Thanksgiving. A holiday best known for its abundance of deliciously prepared food and of course, the notion of sharing. While partaking in the holiday festivities can offer temptation to sneak a few treats to your pet, the majority of your Thanksgiving meal is not safe for any four-legged family member.
While you don’t have to rule out all items on the table when looking to indulge your pet, there are a number of safety precautions that need to be taken to ensure even pet-friendly food is being given in a safe manner.
- Sweet Potatoes: Sweet potatoes are not only a good source of fiber, but have high levels of Vitamin A and C. Dishes with large amounts of sugar, such as casseroles and pies, should not be fed to your pet. Stick to the plain version if you plant on sharing with them – whether baked or mashed.
- Turkey: Turkey is perfectly safe for pets if prepared properly. Make sure all bones are removed and that the meat is cooked all the way through. Remove the skin and any traces of fat, as they are hard for pets to digest and could lead to pancreatitis.
- Cooked vegetables: Carrots, peas and green beans are all safe when fed in moderation. Be sure to set aside any vegetables for your pet prior to mixing in butter and seasonings.

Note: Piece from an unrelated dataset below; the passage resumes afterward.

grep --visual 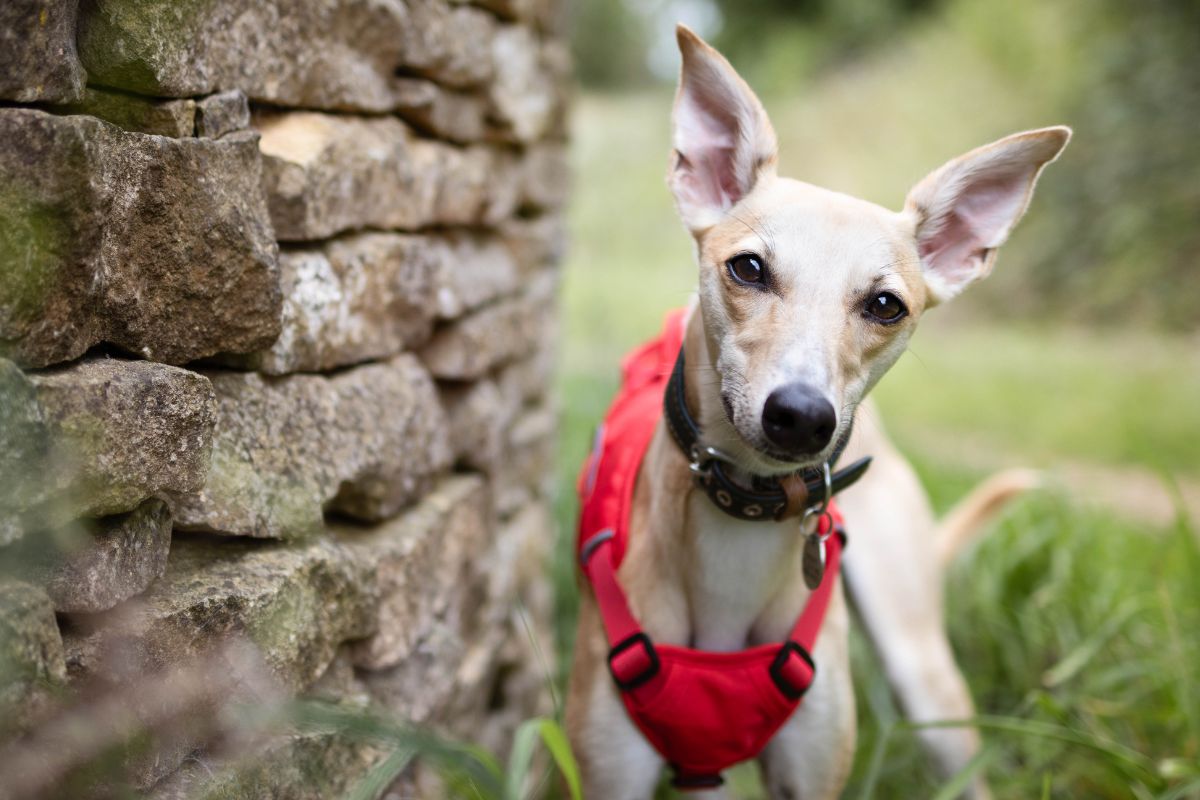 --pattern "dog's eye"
[866,291,908,325]
[725,253,767,285]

- Foods to avoid completely: Onion, cake, nuts (walnuts and macadamia), mushrooms and herbs like sage and nutmeg are all highly toxic. Be sure anything you are feeding your pet is not mixed with ingredients that could make them sick. It should go without saying – but chocolate and alcohol should be kept far away from your cat or dog at all times.
Even foods labeled safe for pets should be fed with caution. Every animal’s stomach tolerance is different. More often than not, owners don’t discover a pet’s food allergy until feeding a treat for the first time. Be smart when including your pet in holiday festivities – don’t let hungry eyes get the best of you!